The quantitative PCR (qPCR) assay was performed on a QuantStudio 3 real-time PCR system (Thermo Fisher Scientific; catalog no. A28567) in a 20-μl reaction mixture consisting of Luna Universal qPCR master mix (New England Biolabs, Inc.; catalog no. NC1276266), forward and reverse primer pairs (F515-GTGCCAGCMGCCGCGGTAA and R806-GGACTACHVGGGTWTCTAAT, respectively) (57), UltraPure DNase/RNase-free distilled water (Thermo Fisher Scientific), and 1:10 diluted DNA template. Reactions were prepared in triplicate in a 96-well optical plate using the epMotion M5073 automated liquid handling system (Eppendorf; catalog no. 5073000205D). qPCR conditions were as follows: 1 min at 95°C and then 40 cycles consisting of 15 s at 95°C, 15 s at 50°C, and 1 min at 72°C. A calibration curve with standards ranging from 102 to 108 copies of the 16S rRNA gene of Nitrosomonas europaea for total bacteria assay was generated. The calibration curve for 16S rRNA copies was linear (R2 = 0.997) over 7 orders of magnitude with a high PCR efficiency (100%).
Metagenomic sequencing.
Sequencing libraries were prepared using the Ovation Ultralow DNA-seq library preparation kit (NuGen; catalog no. 0344NB).

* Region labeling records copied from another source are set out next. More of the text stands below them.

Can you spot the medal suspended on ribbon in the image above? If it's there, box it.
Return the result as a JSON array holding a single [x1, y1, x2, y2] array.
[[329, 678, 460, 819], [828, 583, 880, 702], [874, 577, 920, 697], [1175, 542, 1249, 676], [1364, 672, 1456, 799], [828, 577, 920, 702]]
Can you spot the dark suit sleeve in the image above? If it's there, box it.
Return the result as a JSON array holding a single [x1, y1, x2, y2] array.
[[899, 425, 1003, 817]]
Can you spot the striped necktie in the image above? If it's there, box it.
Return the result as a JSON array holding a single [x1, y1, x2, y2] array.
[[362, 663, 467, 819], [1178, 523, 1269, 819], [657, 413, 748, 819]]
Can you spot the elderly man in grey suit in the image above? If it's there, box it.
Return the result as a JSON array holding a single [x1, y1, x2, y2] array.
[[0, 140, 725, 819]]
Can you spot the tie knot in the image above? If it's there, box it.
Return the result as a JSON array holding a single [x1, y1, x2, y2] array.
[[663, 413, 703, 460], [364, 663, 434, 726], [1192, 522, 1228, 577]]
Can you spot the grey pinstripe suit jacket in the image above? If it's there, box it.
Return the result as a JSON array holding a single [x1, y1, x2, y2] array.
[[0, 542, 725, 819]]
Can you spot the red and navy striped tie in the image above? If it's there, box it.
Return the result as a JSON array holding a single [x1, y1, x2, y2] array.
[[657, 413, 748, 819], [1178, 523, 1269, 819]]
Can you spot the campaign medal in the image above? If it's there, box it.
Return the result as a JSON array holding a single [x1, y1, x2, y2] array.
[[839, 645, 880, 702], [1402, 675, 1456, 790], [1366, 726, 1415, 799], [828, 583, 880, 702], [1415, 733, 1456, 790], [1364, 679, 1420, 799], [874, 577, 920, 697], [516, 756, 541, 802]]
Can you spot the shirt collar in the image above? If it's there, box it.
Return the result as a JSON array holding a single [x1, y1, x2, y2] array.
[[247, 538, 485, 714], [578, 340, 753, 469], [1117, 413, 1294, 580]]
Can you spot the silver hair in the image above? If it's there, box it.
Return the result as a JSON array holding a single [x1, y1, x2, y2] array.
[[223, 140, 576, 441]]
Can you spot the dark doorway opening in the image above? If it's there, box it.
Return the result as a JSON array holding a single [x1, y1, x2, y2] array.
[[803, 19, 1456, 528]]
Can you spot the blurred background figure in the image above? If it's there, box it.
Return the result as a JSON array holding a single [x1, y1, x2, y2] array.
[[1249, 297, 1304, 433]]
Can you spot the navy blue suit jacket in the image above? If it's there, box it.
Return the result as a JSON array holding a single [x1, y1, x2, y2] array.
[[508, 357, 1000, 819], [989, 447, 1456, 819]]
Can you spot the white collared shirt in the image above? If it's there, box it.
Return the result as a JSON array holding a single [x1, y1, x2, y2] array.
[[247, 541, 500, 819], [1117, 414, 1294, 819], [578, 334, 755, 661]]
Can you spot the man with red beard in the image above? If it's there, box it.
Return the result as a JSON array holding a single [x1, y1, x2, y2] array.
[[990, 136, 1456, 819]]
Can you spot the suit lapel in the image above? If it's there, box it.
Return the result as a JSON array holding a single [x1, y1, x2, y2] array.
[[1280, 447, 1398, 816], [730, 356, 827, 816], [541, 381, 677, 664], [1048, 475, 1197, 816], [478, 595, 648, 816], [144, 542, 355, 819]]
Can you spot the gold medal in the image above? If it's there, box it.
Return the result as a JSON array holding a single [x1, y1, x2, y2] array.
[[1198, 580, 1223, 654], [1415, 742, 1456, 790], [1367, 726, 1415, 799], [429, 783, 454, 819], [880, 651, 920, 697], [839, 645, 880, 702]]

Metagenomic sequencing was performed on one S prime (SP) lane of the NovaSeq 6000 sequencing system (Illumina) at the Roy J. Carver Biotechnology Centre at the University of Illinois Urbana-Champaign (UIUC) Sequencing Core (Champaign, IL, USA).
Sequence processing.
(i) Preprocessing.
Processing of sequencing data was done using the workflow outlined in Fig. S1. Initial quality control of FASTQ files was performed using fastp v0.20.0 (58) with parameters --trim_poly_x, --qualified_quality_phred 20, --length_required 20. The UniVec_Core database from NCBI (ftp://ftp.ncbi.nih.gov/pub/UniVec/) was subsequently used to screen for contaminant sequences (e.g., phix sequencing control used as sequencing control and sequencing adapters) by mapping the reads from each sample against the UniVec_Core database using BWA-MEM v0.7.17 (59) and then filtering reads in proper pair and supplementary alignments using SAMtools v1.9 (60) with parameters -hbS -F2 -F2048. BAM files were subsequently sorted using the sort function of SAMtools v1.9, and then quality-filtered forward and reverse FASTQ files were extracted from sequence alignments in sorted BAM format using the bamtofastq function of bedtools v2.29.2 (https://bedtools.readthedocs.io/en/latest/). The quality-filtered FASTQ files were analyzed using Nonpareil v3.303 (42) in k-mer mode to estimate the coverage and to predict the number of sequences required to achieve “near-complete” coverage. Nonpareil curves were generated in R (61) using the function Nonpareil.set of Nonpareil v3.3.4.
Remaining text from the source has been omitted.